Le temps passa encore. Hirotsu vit ses cheveux blanchir, sentit sa vue baisser et commença à tousser sous la fumée de ses propres cigarettes. Il lui arrivait de réfléchir le soir, quand il n'arrivait pas à dormir, et de se demander quelle aurait été sa vie s'il avait fait comme tout le monde, s'il avait trouvé une femme jolie, gentille et docile, à qui il aurait fait un enfant, un petit garçon qui, lui, aurait su parler et sourire, s'il avait mené cette vie de bureaucrate qu'il avait fuie dans sa jeunesse en choisissant la débauche et le crime, très monotone certes, mais saine et vertueuse. Quel homme serait-il devenu s'il n'avait pas accumulé tout ce sang sur ses mains ?

Et puis, un matin de février, alors qu'il errait sur les quais de la gare de Yokohama pour dissiper les cauchemars de la nuit, Hirotsu vit une petite silhouette avancer dans la brume. Parmi les passants qui sortaient du train en provenance de Shimoda se trouvait un enfant à la peau pâle, aux cheveux sombres et au regard vide. »

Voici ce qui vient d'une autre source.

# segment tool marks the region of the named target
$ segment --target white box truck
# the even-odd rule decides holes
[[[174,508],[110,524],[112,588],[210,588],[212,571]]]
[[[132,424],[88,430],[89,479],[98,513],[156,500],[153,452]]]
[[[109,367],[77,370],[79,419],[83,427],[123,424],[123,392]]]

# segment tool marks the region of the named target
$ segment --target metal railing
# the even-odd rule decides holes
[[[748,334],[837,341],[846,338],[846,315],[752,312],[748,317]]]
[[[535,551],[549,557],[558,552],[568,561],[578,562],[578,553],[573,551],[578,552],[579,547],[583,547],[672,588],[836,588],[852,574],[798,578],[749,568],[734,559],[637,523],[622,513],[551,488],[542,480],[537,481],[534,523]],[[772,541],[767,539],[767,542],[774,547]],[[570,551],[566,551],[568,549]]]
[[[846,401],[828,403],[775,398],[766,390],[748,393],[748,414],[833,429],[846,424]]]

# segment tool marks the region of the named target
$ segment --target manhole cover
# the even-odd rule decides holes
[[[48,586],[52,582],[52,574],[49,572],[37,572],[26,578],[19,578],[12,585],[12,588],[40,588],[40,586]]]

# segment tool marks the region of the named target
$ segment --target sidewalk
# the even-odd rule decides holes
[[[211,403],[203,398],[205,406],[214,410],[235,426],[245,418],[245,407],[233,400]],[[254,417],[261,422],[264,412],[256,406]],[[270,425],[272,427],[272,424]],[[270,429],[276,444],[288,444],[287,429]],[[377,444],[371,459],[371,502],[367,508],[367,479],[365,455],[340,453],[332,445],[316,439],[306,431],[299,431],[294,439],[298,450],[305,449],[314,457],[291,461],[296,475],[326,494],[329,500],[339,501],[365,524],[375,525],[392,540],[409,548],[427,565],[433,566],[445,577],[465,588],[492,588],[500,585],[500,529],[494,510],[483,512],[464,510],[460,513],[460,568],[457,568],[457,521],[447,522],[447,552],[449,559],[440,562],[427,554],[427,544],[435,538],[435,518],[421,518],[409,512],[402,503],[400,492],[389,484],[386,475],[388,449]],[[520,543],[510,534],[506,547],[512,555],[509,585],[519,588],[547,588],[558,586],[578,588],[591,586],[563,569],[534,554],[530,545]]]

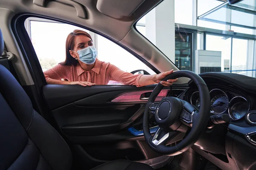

– Nous avons tous un secret », souffla le vieil homme en frottant le verre de son monocle, sa cigarette consumée entre ses doigts. « Un secret dont nous seul possédons la clé, et que nous reléguons souvent dans les tréfonds de notre mémoire. Le sien, c'est dans ce train que Dazai l'a laissé. Dans ce train qui le ramenait dont ne sait où, et où il a perdu le peut de coeur et de vie qui lui restait."